1 Big Thing: Axios Wants Us to Read Everything in Bullet Points

A four-year-old media company has risen rapidly to provide excellent reporting in an ultra-consistent, bullet-based format that is arguably changing the way we look at our inbox.

  • Katie Robertson, writing an Axios-style article in The New York Times, says, “The company’s executives think its short-format writing will build back trust in the media among busy audiences and can teach corporate America to quit its long-winded jargon.”

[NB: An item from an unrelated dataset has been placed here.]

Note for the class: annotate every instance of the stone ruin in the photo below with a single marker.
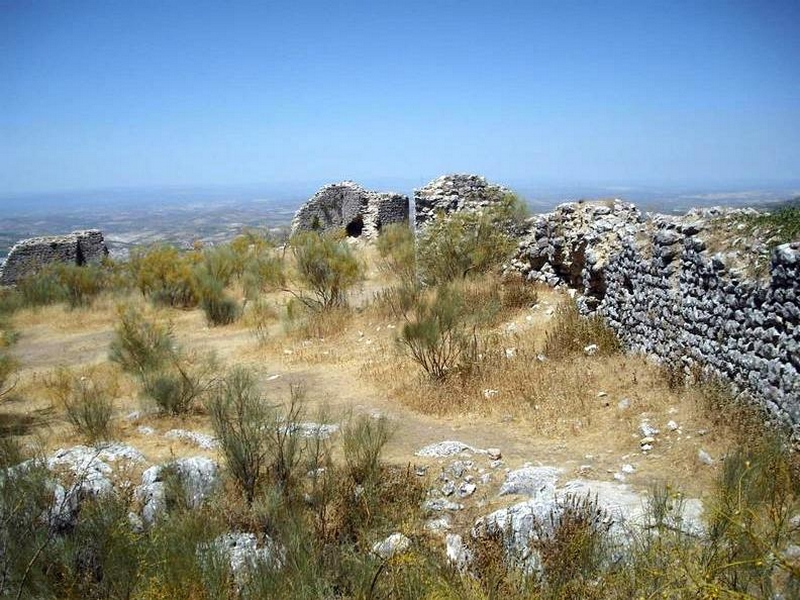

Why it matters: because in true absurdist fashion it gives us an excuse to pile on and, like the Times, pay our own homage to the newsletter phenomenon sweeping our inboxes. Seriously, we just checked our subscriptions and came up with Axios AM, Axios PM, Axios Vitals, Axios Sports and Axios Nashville. Not to mention competitors Morning Brew and 1440 Digest.

Why it really matters: Because the Axios style of communication works, and we see it every day with clients. Lament short attention spans all you want, but tight prose and well-written bullets are extraordinarily effective at getting the point across.

What’s happening: The rise of sound-bite newsletters is one of two things, or more likely a bit of both.

  • It’s the latest signal in the ongoing evolution of how America consumes media – short and sweet, but with rock-solid reporting behind the tiny word counts and templated format to capture our ever more fragmented attention.
  • It’s a market response to the interest people have in consuming a lot of information. Axios is communicating in a way that their audience tells them they want, but, impressively, with both high volume and a commitment to quality on every level from national to local.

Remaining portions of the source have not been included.